The proposed technique has been implemented successfully on M/B Ar DB yielding Se of 99.93%, PPV of 99.95%, and Acc of 99.88%, which are consistently of higher values unlike one or two parameters (at the most of equal value) provided by the existing techniques at one point of time. The proposed technique also achieves a FN + FP of 138, and D of 0.0789%, which are least among the existing techniques. As ECG signal processing has three main pillars viz. pre-processing, feature extraction, and detection. The obtained results demonstrates that FrFT fulfills the need of both efficient pre-processing and feature extraction whereas PCA effectively detects R-peaks in both situations of the patient being normal/abnormal. This signify its effectiveness for analyzing the time-varying signals. The proposed technique is also expected to reduce the computational time because pre-processing has not been used separately for denoising the raw ECG signal.
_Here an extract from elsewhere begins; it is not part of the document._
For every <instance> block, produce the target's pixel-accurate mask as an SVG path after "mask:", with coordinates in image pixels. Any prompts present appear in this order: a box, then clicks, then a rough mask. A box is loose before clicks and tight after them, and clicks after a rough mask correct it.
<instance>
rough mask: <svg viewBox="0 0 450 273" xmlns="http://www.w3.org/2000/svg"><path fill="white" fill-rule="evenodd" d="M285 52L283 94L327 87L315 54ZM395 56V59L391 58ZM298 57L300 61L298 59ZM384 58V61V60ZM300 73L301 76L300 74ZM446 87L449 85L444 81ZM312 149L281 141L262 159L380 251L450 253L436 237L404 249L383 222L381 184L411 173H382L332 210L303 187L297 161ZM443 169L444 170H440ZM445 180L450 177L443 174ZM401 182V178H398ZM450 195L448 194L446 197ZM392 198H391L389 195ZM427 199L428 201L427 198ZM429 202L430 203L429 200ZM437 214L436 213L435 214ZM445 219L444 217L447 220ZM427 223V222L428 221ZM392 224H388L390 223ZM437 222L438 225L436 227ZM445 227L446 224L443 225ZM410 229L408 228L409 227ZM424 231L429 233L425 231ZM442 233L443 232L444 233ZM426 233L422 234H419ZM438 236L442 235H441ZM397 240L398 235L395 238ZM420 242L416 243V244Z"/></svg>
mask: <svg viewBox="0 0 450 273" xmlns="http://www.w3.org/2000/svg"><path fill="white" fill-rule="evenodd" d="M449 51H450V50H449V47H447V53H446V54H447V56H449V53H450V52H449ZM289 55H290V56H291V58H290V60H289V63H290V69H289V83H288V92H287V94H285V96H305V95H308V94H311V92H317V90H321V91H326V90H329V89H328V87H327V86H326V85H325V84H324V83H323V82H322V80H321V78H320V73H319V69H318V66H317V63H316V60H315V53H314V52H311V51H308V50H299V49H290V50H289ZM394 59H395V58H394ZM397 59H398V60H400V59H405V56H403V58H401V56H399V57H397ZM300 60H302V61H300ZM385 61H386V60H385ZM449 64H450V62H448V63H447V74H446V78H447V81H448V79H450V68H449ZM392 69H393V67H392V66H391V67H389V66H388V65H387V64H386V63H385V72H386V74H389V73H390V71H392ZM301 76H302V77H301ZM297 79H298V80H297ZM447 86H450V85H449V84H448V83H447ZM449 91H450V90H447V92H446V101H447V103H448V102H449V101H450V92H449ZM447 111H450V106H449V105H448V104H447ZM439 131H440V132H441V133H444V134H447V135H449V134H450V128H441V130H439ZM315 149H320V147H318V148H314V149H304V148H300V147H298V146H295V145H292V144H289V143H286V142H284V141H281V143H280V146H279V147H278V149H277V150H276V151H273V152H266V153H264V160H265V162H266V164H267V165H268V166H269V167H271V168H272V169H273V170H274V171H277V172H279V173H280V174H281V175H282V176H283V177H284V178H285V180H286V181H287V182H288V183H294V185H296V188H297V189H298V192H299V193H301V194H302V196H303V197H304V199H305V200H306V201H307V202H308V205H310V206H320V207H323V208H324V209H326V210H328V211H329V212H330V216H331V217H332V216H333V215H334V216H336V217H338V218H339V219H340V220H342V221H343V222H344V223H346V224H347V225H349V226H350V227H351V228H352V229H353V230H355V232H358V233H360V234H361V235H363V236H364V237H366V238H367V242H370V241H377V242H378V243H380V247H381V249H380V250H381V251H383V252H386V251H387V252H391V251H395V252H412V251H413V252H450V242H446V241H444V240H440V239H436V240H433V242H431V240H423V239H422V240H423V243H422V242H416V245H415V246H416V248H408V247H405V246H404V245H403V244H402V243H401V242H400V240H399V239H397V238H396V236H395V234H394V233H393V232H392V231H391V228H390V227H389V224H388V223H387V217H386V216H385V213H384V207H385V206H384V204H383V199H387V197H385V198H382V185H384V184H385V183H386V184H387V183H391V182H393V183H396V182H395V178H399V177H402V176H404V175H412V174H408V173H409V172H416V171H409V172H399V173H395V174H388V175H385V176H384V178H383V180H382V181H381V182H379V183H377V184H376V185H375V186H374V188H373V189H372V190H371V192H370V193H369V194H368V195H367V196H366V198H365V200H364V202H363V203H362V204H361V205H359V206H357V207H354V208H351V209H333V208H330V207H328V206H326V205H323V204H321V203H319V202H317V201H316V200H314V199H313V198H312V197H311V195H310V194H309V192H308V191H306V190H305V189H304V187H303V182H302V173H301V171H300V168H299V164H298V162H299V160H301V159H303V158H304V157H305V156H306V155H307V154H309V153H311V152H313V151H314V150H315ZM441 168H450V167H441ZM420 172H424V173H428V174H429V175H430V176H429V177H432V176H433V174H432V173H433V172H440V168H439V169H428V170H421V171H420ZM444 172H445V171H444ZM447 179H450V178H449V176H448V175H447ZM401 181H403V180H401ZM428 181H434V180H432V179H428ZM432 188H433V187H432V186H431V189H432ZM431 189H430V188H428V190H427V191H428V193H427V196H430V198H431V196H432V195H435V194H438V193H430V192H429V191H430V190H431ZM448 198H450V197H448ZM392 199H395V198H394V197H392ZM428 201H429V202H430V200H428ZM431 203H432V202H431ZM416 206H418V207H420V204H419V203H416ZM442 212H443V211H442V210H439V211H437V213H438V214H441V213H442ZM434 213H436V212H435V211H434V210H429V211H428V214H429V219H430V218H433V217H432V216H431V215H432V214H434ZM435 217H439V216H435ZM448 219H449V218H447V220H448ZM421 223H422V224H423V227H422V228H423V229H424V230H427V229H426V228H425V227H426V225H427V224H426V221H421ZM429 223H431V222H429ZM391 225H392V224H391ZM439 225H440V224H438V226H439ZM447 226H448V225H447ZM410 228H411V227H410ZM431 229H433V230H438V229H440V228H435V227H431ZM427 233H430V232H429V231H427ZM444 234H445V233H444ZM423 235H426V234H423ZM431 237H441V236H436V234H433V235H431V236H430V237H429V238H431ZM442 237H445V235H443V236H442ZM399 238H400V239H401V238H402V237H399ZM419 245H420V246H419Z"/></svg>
Though FrFT is effective for analyzing time-varying signals but it is not suitable for locating fractional Fourier domain (FrFD) frequency contents, which is an important aspect. Also, it cannot detect the local structures present in the signal. Despite this shortcoming, the present paper has proposed its efficient utilization for detecting R-peaks in an ECG signal facilitating arrhythmias detection implicitly. In future, the proposed technique may be improvised suitably for explicit and timely detection of the presence of arrhythmias.